Старшина по отправке
своего отряда домой
Саня Буртиков».
Тишина
Тишина была такая в лагере, как будто всё умерло. Впечатление жуткое. Никого не слышно и не видно. Кошмар какой-то. Такая тишина — тоска одна. Я и не собирался в лагерь: чего мне там делать, раз все уехали, а потом взял да пошёл — и сам не знаю зачем. Дай, думаю, похожу по лагерю, поброжу. Как-никак когда-то меня оттуда вовсю гнали, а тут можно ходить себе сколько угодно. Да толку нету. Чего ж ходить, раз никого нет.

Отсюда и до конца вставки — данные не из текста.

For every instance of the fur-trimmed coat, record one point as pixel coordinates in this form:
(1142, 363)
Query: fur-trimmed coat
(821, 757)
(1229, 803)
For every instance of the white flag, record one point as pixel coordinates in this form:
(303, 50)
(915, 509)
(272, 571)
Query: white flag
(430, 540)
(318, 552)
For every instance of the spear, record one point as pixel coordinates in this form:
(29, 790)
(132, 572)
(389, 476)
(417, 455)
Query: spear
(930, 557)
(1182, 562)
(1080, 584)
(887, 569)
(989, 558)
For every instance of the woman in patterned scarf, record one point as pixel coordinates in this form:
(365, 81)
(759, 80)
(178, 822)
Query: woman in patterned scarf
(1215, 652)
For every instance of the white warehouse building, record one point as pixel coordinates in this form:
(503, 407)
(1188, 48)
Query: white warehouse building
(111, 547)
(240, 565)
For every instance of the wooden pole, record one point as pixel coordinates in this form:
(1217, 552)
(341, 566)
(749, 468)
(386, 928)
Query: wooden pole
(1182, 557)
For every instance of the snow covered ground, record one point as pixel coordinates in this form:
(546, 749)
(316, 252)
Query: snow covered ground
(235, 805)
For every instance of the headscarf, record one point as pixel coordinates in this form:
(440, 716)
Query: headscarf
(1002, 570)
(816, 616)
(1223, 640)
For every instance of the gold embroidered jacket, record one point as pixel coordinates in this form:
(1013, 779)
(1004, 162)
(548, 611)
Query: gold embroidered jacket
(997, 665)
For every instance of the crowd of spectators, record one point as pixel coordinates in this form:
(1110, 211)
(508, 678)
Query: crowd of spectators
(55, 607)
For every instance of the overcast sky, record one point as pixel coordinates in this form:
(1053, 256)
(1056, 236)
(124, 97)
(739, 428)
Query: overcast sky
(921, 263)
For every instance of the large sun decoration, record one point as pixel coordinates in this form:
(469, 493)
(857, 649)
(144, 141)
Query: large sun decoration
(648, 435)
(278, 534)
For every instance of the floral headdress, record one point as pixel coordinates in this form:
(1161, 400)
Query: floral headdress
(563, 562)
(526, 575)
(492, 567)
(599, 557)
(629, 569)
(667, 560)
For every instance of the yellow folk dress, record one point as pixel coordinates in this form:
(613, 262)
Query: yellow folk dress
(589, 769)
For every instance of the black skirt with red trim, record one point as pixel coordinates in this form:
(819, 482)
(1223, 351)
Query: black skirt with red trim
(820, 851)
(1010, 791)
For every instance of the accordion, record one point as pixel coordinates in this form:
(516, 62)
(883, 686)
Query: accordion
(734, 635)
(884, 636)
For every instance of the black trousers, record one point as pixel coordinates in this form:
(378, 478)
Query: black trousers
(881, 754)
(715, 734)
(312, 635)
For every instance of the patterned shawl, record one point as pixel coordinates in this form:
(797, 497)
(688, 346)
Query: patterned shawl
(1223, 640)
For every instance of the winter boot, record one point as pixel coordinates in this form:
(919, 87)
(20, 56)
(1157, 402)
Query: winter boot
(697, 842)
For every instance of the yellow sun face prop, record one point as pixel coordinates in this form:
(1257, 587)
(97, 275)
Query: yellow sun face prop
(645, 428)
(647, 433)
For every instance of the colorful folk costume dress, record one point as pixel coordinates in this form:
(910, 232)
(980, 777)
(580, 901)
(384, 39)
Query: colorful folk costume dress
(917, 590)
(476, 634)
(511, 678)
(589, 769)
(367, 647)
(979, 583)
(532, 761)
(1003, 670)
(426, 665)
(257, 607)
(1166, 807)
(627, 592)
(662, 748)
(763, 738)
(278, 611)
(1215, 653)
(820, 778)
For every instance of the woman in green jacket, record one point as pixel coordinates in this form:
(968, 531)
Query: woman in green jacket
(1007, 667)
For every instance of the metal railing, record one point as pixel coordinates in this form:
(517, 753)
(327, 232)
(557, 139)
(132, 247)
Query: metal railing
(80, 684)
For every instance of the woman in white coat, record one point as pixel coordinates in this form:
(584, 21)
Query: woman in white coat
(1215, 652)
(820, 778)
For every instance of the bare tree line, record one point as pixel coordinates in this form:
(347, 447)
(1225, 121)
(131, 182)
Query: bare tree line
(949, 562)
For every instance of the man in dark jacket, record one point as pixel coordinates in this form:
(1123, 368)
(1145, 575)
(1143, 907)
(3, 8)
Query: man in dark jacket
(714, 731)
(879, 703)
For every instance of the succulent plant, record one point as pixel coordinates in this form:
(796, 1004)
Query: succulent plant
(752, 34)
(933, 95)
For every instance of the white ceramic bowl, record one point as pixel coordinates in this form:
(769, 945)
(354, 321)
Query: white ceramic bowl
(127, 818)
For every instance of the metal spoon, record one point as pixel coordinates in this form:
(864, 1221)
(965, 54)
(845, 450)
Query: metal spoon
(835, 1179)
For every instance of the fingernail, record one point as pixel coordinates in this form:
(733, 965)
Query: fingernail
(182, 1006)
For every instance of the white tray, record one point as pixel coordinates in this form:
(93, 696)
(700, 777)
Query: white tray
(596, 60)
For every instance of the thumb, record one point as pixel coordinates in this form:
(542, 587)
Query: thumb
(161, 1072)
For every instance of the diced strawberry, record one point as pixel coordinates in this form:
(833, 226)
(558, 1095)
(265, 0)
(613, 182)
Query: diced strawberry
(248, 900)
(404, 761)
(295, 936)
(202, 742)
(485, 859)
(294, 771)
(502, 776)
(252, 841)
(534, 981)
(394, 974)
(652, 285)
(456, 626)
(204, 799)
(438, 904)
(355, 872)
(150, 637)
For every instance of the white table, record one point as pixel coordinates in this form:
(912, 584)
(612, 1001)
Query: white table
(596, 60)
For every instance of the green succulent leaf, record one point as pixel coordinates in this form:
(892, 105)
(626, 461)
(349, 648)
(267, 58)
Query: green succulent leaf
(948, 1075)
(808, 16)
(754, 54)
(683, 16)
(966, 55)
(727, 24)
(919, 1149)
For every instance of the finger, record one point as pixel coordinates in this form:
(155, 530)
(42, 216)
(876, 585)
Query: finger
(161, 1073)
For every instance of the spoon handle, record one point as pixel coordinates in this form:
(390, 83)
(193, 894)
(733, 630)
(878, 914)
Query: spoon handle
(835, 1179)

Утро было тёплое, спокойное, ветра не было. Зверская была тишина.
Я и не знал, что в лагере есть кто-нибудь, я думал, все уехали, а там, оказывается, ещё какой-то персонал остался. Они, видимо, после вчерашних хлопот отдыхали.
Хожу я среди тишины и вспоминаю, какая здесь весёлая обстановка была.
Первым я повара увидел.
Он как следует зевнул и говорит:
— Здравствуй, не хочешь ли кочерыжку?
Я от кочерыжки отказался, тогда он ещё раз зевнул:
— Не хочешь и не надо.
Стоит и зевает.
— Дикая скука какая! С Васькой в город, что ли, уехать? Или не уезжать?
— С каким Васькой? — спрашиваю.
— Да вон.
Гляжу вокруг, никакого Васьки нету. Только крытая такая продуктовая машина стоит, я сразу её даже не заметил.
А повар говорит:
— …так вот я и думаю, может, мне на ней поехать, да время даром не терять. Одно дело — сотни ребят накормишь, а другое дело — себя самого накормишь. Одно дело — ходят вокруг тебя ребятки, довольные, весёлые, и говорят: «Вкусно, товарищ повар!» А другое дело — самому себе говорить: «Вкусно, товарищ повар!» Это вещи разные, противоположные…
Я дверцы кузова открыл и внутрь заглянул. Темно. Сплошная пустота. Только тряпка в углу. А пахнет не то мясом, не то луком, не то сыром.
А повар продолжал:
— …Васька поедет, когда проснётся, ему без руля здесь тоже делать нечего. Ему так же муторно тут сидеть без всякого дела. Так вот я и считаю, что вполне стоит мне вместе с ним отправляться. На какое-нибудь культурно-массовое мероприятие в городе сходить. А утречком сюда на электричке возвратиться. А как некоторые там на солнышке лежат пузом кверху, так мне эта затея так же муторна, как ничего не делать. Помылся в озере, да и вышел. А чего лежать-то? Как некоторые завалятся с утра и лежат, лежат, словно померли. Да они и есть помершие, раз лежат. Живой человек лежать не будет. Он двигаться будет. Он будет действовать. Кашу варить. А полежать, браток, ещё время придёт. Так что я против этого. Кочерыжку хочешь?
Я опять от кочерыжки отказался, а он продолжал:
— Вот ты, к примеру, какое призвание имеешь? К чему у тебя душа лежит? К какому такому делу?
— К шахматам, — говорю.
— Шахматы — это хорошо!
Он задумался.
— Никогда я в шахматы не играл. В домино играл. Ну, это игры, спорт. А ещё к чему у тебя душа лежит?
— К математике.
— Отлично! Хорошо! Бухгалтером, значит, будешь?
— Может, и бухгалтером, а может, и учёным.
— Ишь ты, хватанул!
Он посмотрел на меня как-то внимательно, серьёзно и сказал:
— Это хорошо! Хочешь кочерыжку?
Вздохнул и опять начал рассуждать: поговорить он, видно, здорово любил.
— …вот, к примеру, ты математик, а я повар. Сколько ты ни считай, да ни высчитывай и ни рассчитывай, а если без обеда тебя оставить, каши-маши тебе не сварить, то и гроб всей твоей математике, ага! Как это у вашего поэта там сказано: повара всякие нужны, повара всякие важны! Так?